I’m not really sure why I am here.

I don’t know anything about Yo La Tengo. It’s a Sunday night. This is not my usual habit at all.

This is my second successive evening at the Ray Davies Meltdown. Tonight the great man himself introduces the band. Davies has known them for years and he’s a genuine fan.

Yo La Tengo have been going for nearly a quarter of a century. In that time they have amassed a vast body of work. They are extremely adaptable and have always amused themselves by imposing their own rules and constraints to make the music making process fresh and exciting. They have always relied on their fans to come along for whatever adventure they are currently on. It is a wonderful place for a group of musicians to be in.

On the current tour Yo la Tengo play two sets each evening. The nature of the first of these is determined by a spin of a wheel that is labelled with nine different possible outcomes. These range from a commitment to play a bunch of songs that begin with the letter ‘S’ or songs starting with vowels, to performing a film soundtrack. There is even a possibility that the band will act out an episode of a classic American sitcom in its entirety.

Tonight the wheel is spun and we get... a set by Yo La Tengo’s garage rock alter egos Condo Fucks.

For the next half an hour or so we get a non-stop freewheeling explosion of squalling feedback and guitar mangling. In what will become a theme of the whole night, Ira Kaplan, Georgia Hubley and James McNew swap instruments and vocal duties throughout.

Condo Fucks are a covers band, but there is little that I recognise. The one track that is instantly familiar to UK audiences is a version of The Troggs’ ‘With A Girl Like You’. It is considerably faster and more scuffed up than the original. I suspect that there may have been a Richard Hell cover in there too.

Kaplan in particular gets into the mood, swinging a guitar around his head and using it to generate swathes of white noise and static. It’s a terrific show.

After a short interval Yo La Tengo re-emerge as themselves. They start with an immensely long, apparently semi improvised piece in which various band members take turns to solo against the backdrop of a metronomic bass riff from McNew. It is very indulgent, but crucially, very impressive.

I don’t know any of this stuff, so I’m rather hampered when it comes to describing the events of the rest of the night. Yo La Tengo’s songs seem to broadly fall within three categories – the long, almost Krautrocky wig-out involving lots of guitar distortion; gentle, sweetly sung almost folky ditties, often with beautiful harmonies; and more straight-forward rock numbers.

Instruments are freely exchanged and there is effectively a fourth member of the band, a roadie who constantly supplies them with guitars.

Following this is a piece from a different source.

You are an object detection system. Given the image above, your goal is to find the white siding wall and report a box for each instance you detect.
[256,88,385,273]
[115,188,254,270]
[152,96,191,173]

And whichever type of song is being played I absolutely lap it up. I’m in hog heaven. There is nothing that I like more than listening to something that I have not heard before and then having my socks blown off. Yo La Tengo are simply awesome this evening, and I sit mesmerised.

They end with a delightful little piece called ‘My Little Corner of the World’ which features a fine whistling solo. Marvellous stuff.

I am really, really glad that I saw tonight’s show. I’ve now got around a quarter century of music to catch up on.